An Inspired Elementary School Teacher Launches a Revolution in Reading For Colombia’s Rural Children in POV’s “Biblioburro: The Donkey Library”, Premiering Tuesday, July 19, 2011, on PBS
Donated Books, Two Donkeys and One Determined Man Refashion the Bookmobile For a Region Better Known for Guns, Drugs and Poverty
A Co-presentation With Latino Public Broadcasting
Luis Soriano is surely the most famous resident of La Gloria, a small town in a rural area of northern Colombia plagued by poverty, crime and armed insurrection. But Soriano’s fame has little to do with guns, drugs or politics. His reputation rests on the eight hooves of two sturdy donkeys named Alfa and Beto, his own two feet and his willingness to spend weekends tramping through rugged and dangerous backcountry. These are the components of a simple but brilliant idea using donkeys to bring a circulating library of donated books to the children in some of Colombia’s poorest and most remote towns and villages.
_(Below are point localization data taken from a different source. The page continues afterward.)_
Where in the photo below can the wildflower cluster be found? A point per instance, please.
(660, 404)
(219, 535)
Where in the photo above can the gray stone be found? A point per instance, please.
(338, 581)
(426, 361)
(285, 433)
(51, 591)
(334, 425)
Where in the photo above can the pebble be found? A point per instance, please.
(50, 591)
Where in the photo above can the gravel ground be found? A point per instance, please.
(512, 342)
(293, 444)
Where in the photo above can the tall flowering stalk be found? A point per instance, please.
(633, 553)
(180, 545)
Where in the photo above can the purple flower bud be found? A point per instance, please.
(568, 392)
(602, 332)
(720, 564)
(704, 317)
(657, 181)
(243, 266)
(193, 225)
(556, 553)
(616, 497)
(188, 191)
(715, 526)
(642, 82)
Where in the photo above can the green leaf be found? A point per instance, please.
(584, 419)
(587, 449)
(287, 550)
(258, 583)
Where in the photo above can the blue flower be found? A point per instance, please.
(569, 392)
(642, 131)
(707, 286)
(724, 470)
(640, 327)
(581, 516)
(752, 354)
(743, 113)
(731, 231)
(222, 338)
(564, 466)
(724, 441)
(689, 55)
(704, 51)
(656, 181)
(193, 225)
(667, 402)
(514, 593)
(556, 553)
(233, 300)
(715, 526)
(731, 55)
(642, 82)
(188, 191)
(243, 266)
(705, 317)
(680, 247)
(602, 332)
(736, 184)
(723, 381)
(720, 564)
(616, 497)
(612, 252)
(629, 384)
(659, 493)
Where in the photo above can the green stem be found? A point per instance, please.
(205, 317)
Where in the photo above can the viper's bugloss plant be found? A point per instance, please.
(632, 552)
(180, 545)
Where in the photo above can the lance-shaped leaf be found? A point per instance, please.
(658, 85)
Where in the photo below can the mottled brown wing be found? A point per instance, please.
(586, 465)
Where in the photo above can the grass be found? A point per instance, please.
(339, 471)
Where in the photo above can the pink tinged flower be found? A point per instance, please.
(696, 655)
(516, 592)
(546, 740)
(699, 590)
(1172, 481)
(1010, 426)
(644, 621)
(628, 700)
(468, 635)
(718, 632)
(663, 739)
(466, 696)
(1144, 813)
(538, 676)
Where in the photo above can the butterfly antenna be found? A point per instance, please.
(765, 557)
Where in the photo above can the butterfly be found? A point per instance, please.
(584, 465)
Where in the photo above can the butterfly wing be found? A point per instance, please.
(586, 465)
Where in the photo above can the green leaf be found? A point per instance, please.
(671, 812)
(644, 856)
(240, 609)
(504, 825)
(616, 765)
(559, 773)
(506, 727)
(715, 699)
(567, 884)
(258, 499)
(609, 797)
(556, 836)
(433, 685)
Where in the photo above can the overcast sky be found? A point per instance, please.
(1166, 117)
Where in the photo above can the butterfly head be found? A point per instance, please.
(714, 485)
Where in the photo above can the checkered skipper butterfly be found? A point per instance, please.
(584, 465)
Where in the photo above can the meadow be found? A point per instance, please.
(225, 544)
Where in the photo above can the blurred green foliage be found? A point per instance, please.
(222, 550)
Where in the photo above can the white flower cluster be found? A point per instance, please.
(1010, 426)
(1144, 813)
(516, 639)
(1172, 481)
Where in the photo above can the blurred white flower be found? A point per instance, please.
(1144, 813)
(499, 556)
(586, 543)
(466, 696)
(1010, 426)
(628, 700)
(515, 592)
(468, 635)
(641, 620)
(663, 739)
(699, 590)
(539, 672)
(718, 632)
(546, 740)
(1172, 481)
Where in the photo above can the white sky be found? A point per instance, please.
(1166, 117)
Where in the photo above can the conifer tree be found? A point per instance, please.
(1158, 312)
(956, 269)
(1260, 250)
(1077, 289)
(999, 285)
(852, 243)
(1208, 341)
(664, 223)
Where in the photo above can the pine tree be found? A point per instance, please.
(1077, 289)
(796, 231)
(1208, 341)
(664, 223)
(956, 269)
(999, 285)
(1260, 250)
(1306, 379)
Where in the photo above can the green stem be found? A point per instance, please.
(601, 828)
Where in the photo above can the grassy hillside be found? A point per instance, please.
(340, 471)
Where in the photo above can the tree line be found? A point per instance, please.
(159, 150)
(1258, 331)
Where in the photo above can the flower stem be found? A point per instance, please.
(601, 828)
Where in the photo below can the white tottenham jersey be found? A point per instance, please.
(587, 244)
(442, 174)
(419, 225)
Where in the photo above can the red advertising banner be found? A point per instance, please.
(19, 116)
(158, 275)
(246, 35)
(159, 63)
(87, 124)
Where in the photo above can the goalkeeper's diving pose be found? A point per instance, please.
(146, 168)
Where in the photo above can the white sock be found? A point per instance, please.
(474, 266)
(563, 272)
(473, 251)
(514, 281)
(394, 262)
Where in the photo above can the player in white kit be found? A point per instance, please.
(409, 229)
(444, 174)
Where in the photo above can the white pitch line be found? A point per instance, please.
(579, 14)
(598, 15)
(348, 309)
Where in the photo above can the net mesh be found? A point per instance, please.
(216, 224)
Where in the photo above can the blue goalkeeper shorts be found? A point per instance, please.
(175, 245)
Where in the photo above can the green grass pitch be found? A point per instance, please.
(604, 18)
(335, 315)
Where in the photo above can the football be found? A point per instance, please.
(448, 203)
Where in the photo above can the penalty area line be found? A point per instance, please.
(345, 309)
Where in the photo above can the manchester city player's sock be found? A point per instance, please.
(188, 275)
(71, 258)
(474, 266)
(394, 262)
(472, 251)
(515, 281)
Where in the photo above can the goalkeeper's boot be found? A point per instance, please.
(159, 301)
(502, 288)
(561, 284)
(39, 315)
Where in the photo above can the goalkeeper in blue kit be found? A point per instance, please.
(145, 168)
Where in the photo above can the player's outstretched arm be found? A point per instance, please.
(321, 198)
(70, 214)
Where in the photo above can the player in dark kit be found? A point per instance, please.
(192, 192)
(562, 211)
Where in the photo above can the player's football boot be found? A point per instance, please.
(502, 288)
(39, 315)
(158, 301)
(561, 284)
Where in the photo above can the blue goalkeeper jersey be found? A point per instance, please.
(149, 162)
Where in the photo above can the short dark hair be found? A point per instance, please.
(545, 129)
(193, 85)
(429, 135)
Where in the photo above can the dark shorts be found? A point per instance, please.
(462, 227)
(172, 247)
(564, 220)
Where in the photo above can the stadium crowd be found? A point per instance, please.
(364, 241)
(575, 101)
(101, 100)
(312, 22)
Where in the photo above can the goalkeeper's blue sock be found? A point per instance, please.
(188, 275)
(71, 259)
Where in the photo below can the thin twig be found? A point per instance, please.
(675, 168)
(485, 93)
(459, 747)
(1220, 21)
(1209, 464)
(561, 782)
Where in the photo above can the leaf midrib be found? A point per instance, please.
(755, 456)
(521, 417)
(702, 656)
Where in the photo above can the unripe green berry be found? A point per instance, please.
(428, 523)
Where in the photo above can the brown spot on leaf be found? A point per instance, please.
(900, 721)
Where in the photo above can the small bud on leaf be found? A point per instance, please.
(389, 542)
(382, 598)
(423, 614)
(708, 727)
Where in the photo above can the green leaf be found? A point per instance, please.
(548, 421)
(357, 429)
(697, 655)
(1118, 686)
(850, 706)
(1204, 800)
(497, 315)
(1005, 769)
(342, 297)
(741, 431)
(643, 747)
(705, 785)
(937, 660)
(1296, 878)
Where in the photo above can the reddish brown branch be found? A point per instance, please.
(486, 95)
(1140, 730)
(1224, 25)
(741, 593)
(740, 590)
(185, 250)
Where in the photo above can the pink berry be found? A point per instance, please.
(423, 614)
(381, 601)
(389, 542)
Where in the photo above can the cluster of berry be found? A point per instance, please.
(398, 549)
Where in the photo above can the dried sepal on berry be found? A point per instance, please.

Carlos Rendón Zipagauta’s new documentary, Biblioburro: The Donkey Library, tells the story of 39-year-old Soriano and his traveling library from the point of view of the man himself and, one might say, his two hardworking burros. The film rides along with Soriano on one of his arduous weekend rounds and discovers a world of dense tropical beauty, nearly impassible trails, dangers both natural (snakes, swollen streams) and human (guerillas, bandits), open-air classrooms and, most wonderfully, a thirst for reading and knowledge. But Biblioburro is also a portrait of Soriano — an unassuming, small-town elementary school teacher who not only had a great idea, but has been acting on it every weekend for over a decade
Biblioburro provides a bracingly up-close sense of the determination and hard work required to saddle up each Saturday in the early morning darkness, and the sheer nerve and patience — not always expressed quietly by man or donkey — needed to brave Colombia’s poor and violence-torn hinterlands. Why would a man, and his family, persist in bearing such a burden? It soon becomes clear that Soriano is bringing more than books to the education-starved children of northern Colombia. He is bringing a gospel of education as the way the members of the next generation can transform their troubled country and their lives.